The body's innate capacity for regeneration is what all stem cell therapies strive to emulate and improve upon. For that reason, the simplest route to many treatments may involve recruiting and activating the stem cells already hiding within our tissues. A major medical research effort now focuses on learning the subtle chemical language that directs stem cell behaviour during natural wound healing. Mastering this idiom could in some cases help to eliminate the need for therapeutic infusions of lab-grown cells. The right chemical cues might even restore the vigour to cells in older patients. The potential benefits are many--but there are also dangers.

To see the benefits, consider the aftermath of an overzealous workout that leaves muscles screaming in pain. Individual muscle cells release chemical signals as their own cry for help. Homing to the sites of microscopic tears in the muscle fibres, the stem cells then immediately get to work making repairs.

Early this year a newly discovered protein dubbed Delta was credited with rejuvenating the muscle-building stem cells of mice. A group led by Stanford University's Thomas Rando paired old and young mice, connecting their circulatory systems so that the old mice had the youngsters' blood running through their veins. Rando found that something in the young blood, purportedly the Delta protein, restored youthful activity levels to stem cells belonging to the old mice.

Researchers have in the past successfully regenerated muscle mass in animals through experimental gene therapies that deliver a different protein, called insulinlike growth factor-1 (IGF-1). (Indeed, the experiments worked so well they have triggered fears that future athletes will engage in "gene doping".) IGF-1 both triggers stem cell activity and, when its call is amplified, can summon stem cells from afar to the site of an injury. Rather than requiring transplanted stem cells to regenerate tissue damaged by a heart attack, therefore, some researchers believe a dose of IGF-1 could kick-start repairs by stem cells already circulating in the bloodstream or hiding within the heart itself. A similar approach might work in any number of organs or tissues, provided scientists can learn which signals call the correct stem cells to duty.

But even more important may be knowing how to shut the stem cells off when the repairs are done. One of the darker revelations to have come from stem cell research in recent years is the connection to some varieties of cancer. At least one leukaemia is known to be caused by bone marrow stem cells gone awry. Certain brain, stomach and breast cancers are also now suspected to be triggered by stem cells turned malignant.
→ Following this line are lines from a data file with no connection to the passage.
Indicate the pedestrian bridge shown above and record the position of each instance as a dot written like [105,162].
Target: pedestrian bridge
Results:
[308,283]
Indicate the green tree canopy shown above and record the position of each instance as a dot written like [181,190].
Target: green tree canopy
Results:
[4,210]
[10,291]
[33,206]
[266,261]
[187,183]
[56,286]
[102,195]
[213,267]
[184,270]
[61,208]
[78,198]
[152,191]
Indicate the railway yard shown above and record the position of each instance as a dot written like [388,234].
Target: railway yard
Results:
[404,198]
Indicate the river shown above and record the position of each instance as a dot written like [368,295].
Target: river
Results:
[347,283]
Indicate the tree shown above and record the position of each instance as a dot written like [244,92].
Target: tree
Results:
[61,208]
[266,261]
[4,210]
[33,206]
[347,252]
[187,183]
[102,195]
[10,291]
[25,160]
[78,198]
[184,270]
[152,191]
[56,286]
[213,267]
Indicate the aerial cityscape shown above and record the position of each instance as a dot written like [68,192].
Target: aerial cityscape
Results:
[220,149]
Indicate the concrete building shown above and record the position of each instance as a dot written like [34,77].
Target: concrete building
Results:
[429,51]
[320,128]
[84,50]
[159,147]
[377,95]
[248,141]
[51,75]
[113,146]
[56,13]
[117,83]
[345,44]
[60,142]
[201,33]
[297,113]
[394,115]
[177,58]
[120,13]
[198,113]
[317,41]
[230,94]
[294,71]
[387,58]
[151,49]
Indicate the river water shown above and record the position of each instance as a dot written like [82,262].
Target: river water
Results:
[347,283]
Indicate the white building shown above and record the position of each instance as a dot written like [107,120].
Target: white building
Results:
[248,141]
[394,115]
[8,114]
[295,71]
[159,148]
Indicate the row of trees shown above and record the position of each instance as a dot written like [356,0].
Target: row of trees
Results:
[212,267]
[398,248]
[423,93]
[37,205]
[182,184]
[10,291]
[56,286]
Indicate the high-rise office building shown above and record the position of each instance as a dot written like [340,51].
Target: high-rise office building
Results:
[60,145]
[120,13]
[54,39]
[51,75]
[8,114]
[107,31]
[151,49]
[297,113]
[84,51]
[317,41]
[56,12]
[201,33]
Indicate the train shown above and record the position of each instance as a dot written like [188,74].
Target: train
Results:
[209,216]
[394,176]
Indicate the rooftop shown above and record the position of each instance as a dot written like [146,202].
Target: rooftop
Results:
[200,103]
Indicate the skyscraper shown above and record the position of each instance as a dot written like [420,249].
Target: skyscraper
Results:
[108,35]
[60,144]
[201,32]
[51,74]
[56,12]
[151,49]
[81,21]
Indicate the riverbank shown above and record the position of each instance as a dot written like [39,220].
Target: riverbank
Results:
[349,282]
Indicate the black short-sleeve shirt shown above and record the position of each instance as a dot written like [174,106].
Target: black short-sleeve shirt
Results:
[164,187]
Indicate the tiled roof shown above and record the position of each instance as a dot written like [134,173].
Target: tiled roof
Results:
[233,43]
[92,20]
One theory holds that this may happen when stem cells, which are usually dormant, get stuck in wound-repair mode. Remaining activated too long makes the stem cells vulnerable to genetic mutations, and then they can become a biological nightmare: a rogue cancer cell with a stem cell's proliferation power.

Yet researchers are already finding ways to turn the stem/cancer cell connection back to patients' advantage. The homing instinct of stem cells has been exploited in animal experiments to deliver a "suicide gene" to tumour cells, leaving normal tissues unharmed. The physical similarities of cancer and stem cells also recently led to a mechanical test that makes it easier to find both types of cell in a person's blood. And, of course, widespread attempts to parse the signalling language of stem cells in order to turn a patient's own healing powers on may also reveal commands that turn tumour cells off.